Video caching – a cache-rich opportunity?

28 March 2014 | Sophie Donoghue

Video caching, like traditional caching, speeds up response time by storing the most popular internet content and delivering it from the operator’s network rather than repeatedly retrieving it from the remote source.

What is video caching?
While traditional caching focusses on improving response time for basic web pages, video caching accelerates video content delivery and reduces bandwidth consumption and costs by storing large video files in the service provider’s network.

The need for basic web caching has diminished over time as network operators have grown bandwidth capacity, whereas the demand for video caching has increased significantly.

Experts have estimated that 1% of all content represents 55% of network traffic during peak viewing hours. The top 10 movies released each week to on-demand will make up the majority of traffic.

Why do we need it?
Over-the-top (OTT) video is delivered over the open internet from third parties, including application providers such as YouTube. Sandvine reported that in the second half of 2012, OTT video content providers Netflix and YouTube accounted for 48% of the total internet traffic in North America.

According to research by Media Research Group (MRG), video-on-demand subscription will grow to more than 120 million subscribers by 2017. Netflix is the market leader, with consumer market research group NPD estimating that it had a 90% share of the video streaming units in the first quarter of 2013.

Carriers are being pushed to upgrade network infrastructure and bandwidth to cope with the demand of video streaming. As a result, operators are looking for ways of reducing the costs associated with providing OTT video content.

Operators can significantly reduce the network load by caching content that is being viewed most frequently. They will not have to access content providers’ servers each time the content is needed, which not only reduces costs but also improves users’ quality of experience.

Video caching benefits all parties involved; the operator benefits as it reduces bandwidth consumption, while the content owner and subscriber benefit through better quality of delivery.

Carriers are also keen to highlight the investments they are making in their networks. Caching allows operators to differentiate their service by reducing response delays and deliver more content at top speeds, which in turn increases subscriber numbers.

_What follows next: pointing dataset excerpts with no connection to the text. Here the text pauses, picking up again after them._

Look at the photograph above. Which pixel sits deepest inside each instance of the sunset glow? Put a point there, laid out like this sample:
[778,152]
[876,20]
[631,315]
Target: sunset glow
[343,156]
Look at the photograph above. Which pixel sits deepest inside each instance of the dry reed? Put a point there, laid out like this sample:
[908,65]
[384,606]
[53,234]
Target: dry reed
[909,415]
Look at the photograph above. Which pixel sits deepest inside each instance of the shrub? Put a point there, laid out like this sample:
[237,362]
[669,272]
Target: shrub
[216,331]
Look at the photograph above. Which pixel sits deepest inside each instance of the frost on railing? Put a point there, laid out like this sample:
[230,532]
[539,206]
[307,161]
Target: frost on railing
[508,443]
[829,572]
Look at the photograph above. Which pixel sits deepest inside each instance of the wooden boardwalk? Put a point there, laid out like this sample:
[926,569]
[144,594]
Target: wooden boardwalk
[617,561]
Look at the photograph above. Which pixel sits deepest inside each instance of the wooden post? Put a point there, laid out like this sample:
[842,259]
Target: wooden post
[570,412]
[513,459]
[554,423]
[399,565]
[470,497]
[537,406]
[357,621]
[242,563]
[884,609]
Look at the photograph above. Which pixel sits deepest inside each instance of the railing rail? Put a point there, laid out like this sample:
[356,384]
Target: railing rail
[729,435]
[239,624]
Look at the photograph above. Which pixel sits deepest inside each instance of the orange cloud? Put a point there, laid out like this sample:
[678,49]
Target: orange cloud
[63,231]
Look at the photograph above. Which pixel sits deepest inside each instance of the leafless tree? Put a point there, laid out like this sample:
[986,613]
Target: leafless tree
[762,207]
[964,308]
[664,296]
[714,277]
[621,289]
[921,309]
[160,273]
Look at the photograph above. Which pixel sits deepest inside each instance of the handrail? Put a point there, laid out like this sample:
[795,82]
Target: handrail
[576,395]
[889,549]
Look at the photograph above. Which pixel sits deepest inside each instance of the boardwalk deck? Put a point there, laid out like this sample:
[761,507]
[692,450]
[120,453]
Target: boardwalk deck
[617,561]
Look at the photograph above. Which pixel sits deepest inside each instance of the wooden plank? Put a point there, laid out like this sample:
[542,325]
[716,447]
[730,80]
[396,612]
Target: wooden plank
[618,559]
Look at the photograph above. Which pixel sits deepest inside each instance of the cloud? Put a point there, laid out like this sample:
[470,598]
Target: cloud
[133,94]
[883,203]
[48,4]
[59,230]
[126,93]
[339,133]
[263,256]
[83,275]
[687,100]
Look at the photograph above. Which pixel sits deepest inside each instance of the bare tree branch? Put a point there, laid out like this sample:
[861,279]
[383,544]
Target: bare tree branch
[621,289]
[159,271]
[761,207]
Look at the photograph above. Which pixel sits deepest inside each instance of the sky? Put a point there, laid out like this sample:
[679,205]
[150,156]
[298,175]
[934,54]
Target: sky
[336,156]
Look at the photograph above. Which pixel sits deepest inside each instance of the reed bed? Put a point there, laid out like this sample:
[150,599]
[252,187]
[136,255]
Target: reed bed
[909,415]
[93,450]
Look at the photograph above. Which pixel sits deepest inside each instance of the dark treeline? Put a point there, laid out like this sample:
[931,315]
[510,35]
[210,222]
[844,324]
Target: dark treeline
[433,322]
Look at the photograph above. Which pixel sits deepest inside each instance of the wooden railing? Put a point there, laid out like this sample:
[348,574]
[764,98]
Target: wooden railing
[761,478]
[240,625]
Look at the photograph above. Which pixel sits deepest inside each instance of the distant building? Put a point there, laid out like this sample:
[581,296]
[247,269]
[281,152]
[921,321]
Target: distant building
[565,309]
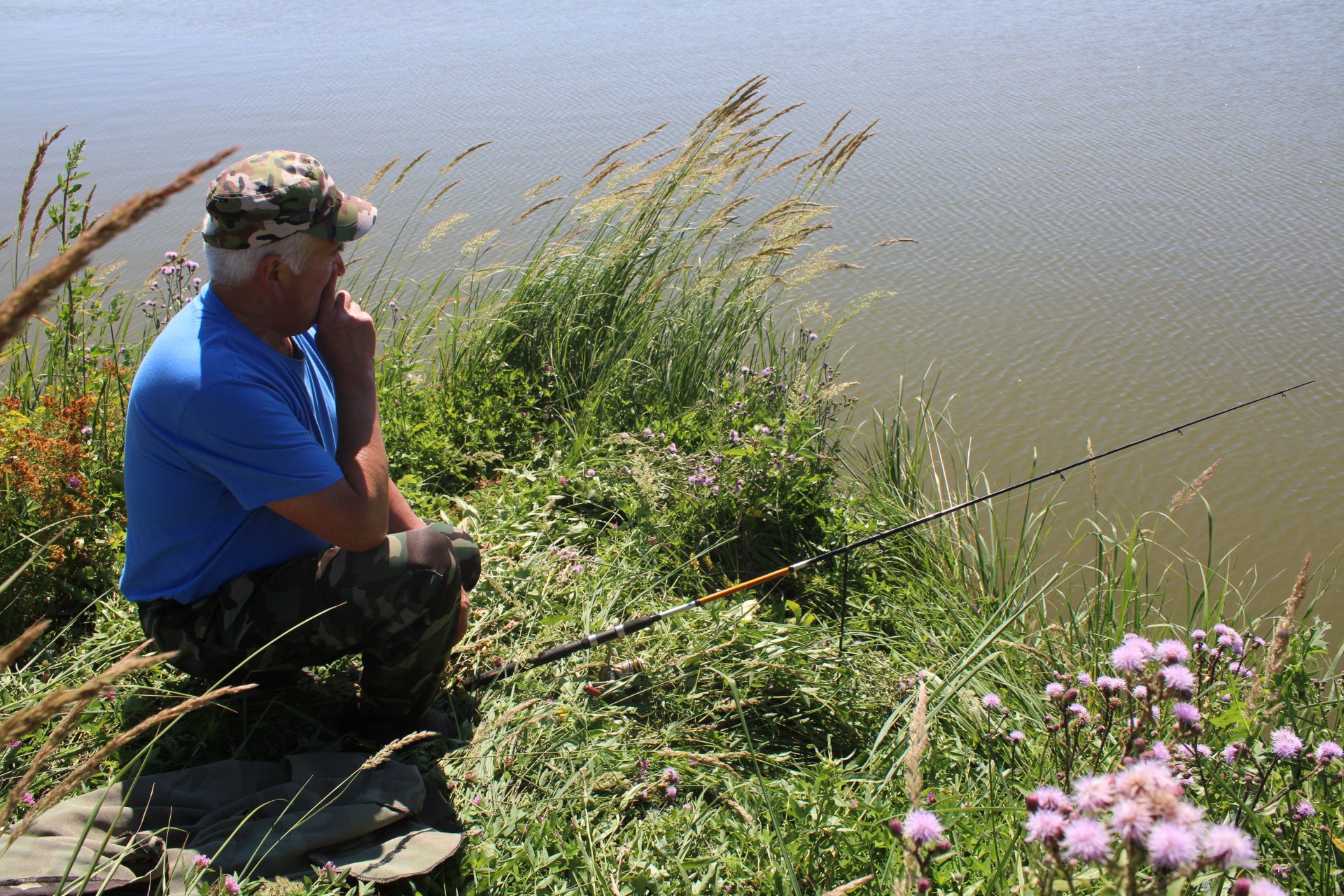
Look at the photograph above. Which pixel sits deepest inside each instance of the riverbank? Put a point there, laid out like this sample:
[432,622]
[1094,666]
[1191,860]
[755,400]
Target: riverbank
[640,407]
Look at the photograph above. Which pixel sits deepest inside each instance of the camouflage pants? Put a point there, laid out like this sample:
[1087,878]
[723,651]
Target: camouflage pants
[398,605]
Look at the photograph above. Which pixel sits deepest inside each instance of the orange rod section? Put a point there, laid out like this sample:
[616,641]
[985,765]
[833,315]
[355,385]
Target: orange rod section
[742,586]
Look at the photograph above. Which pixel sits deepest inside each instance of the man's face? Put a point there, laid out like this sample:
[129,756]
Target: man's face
[304,290]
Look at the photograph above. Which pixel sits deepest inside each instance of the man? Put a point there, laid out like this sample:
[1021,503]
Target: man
[264,532]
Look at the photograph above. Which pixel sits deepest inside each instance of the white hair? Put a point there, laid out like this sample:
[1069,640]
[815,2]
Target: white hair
[234,266]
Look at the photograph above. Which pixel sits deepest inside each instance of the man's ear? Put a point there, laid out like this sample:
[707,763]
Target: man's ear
[269,269]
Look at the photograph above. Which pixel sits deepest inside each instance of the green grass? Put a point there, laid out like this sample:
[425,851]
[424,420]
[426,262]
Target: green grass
[517,386]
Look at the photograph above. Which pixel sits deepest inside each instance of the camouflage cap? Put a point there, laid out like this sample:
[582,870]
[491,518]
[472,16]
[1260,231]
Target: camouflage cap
[274,194]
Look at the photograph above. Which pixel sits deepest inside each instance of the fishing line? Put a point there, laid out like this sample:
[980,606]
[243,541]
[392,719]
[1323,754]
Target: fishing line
[636,624]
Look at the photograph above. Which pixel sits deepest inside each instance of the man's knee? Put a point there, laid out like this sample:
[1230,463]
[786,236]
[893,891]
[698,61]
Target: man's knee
[430,550]
[465,551]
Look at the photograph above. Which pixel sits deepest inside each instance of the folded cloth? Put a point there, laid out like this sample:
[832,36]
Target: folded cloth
[251,818]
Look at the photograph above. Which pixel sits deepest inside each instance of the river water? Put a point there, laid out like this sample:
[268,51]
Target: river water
[1128,214]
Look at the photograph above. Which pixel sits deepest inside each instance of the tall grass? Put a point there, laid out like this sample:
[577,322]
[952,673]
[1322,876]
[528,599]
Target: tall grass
[625,399]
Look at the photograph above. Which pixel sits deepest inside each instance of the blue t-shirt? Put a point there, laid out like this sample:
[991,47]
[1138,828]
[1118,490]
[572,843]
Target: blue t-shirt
[218,426]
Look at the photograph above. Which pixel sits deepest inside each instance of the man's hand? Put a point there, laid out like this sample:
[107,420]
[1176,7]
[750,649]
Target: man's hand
[346,335]
[351,514]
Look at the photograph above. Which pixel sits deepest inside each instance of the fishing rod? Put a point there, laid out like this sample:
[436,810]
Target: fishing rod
[636,624]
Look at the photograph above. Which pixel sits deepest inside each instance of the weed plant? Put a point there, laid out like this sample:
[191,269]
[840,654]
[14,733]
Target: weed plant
[625,398]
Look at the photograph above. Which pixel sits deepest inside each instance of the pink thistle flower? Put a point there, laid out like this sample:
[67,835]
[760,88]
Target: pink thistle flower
[1088,840]
[1285,743]
[1051,798]
[1144,645]
[1228,846]
[1110,684]
[1147,780]
[1179,679]
[1046,825]
[1328,750]
[1186,713]
[1128,657]
[1171,846]
[1094,793]
[923,827]
[1168,652]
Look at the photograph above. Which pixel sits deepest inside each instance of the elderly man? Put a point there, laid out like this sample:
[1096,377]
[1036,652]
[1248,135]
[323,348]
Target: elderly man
[264,532]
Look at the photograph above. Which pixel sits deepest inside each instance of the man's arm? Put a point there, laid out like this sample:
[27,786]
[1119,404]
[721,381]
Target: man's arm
[353,514]
[400,514]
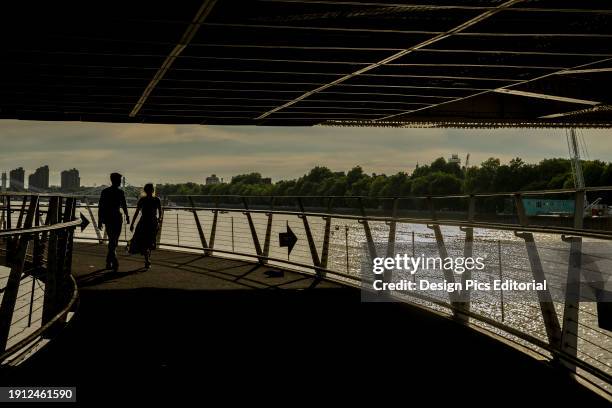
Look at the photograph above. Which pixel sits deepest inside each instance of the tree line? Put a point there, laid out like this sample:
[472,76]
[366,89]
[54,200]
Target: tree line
[440,177]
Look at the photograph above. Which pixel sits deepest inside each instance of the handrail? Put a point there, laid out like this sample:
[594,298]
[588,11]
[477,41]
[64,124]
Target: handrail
[446,222]
[39,252]
[42,228]
[321,269]
[407,197]
[38,332]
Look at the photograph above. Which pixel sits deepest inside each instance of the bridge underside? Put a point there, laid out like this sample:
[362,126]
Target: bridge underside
[302,63]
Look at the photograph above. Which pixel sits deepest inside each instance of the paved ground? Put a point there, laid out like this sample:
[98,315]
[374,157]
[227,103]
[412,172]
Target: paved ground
[198,327]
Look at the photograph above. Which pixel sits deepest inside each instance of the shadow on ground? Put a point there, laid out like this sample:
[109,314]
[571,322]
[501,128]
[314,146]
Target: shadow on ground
[254,344]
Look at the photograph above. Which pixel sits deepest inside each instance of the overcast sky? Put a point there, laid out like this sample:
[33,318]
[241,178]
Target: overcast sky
[180,153]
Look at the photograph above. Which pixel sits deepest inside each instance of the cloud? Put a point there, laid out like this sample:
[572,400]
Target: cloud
[177,153]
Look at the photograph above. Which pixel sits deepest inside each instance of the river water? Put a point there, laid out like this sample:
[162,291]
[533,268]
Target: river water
[505,257]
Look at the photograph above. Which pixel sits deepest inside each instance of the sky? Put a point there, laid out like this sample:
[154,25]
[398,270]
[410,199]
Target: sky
[180,153]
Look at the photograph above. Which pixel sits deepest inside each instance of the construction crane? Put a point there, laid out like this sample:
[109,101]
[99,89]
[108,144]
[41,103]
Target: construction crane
[574,150]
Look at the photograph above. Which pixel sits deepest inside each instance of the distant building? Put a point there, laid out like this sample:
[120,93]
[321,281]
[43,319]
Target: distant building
[70,180]
[213,180]
[39,180]
[538,206]
[16,179]
[455,159]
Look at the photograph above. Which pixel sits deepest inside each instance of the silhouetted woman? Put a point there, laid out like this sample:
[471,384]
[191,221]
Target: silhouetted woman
[143,240]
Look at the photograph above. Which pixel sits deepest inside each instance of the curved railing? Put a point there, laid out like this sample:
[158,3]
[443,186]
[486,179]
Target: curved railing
[528,235]
[38,291]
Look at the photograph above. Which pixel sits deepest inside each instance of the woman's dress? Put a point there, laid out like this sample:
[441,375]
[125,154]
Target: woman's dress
[145,234]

How will video caching develop?
Although operators need to invest in their networks to cope with the increasing volumes of traffic, they often do not profit from the revenues generated by the success of OTT video.

Operators are considering ways they can increase their revenues from OTT video content and are attempting to establish new business models. They are keen to move away from a model in which revenues are generated by consumers only and towards a model in which content providers are also a source of revenue.

A common approach has been for carriers to build their own content delivery network (CDN) infrastructure and to offer it as a CDN service to content providers which would enable operators to make a profit from OTT video content. They can then charge content providers to cache the content in the network, to enable a much better quality of experience for the content providers’ users.

Will video caching lead to new partnership models?
A different partnership model between operators and OTT content providers has been developed. YouTube and Netflix have found a way to place their cache in an operator network, free of charge, by using their popular content and large user base.

Google delivers YouTube traffic via its own content delivery network through its own data centres, but these were not enough to handle the fast-growing YouTube traffic. To address this problem, Google has provided telecoms operators with its own edge server, Google Global Cache, which it has been operating for free since 2008. The telecom operators provide rack space for free, as well as GE ports and power, while Google manages the operation. The deal means that neither has to pay for the improved service.

This agreement also takes the strain off telecoms operators due to the decreased YouTube traffic that comes from external networks. Google, meanwhile, can provide YouTube users with improved quality of experience and higher-resolution video services without paying data centre fees.

Netflix introduced the same strategy – under the name Netflix Cache – in June 2012. Netflix Cache has been deployed inside the networks of telecoms operators like Cablevision, Google Fiber and Clearwire in the US, Telus in Canada, BT and Virgin Media in the UK, TDC in Denmark, and Telmex and GVT in Central America. Netflix’s service is more frequently delivered through Netflix Cache than CDNs.

In January 2013, Netflix launched its high-definition and 3D services, which are only available to subscribers of operators that have Netflix cache placed in their network. This aims to incentivise operators to deploy Netflix Cache, helping to bring down CDN costs, while at the same time providing high-resolution services without paying data centre costs.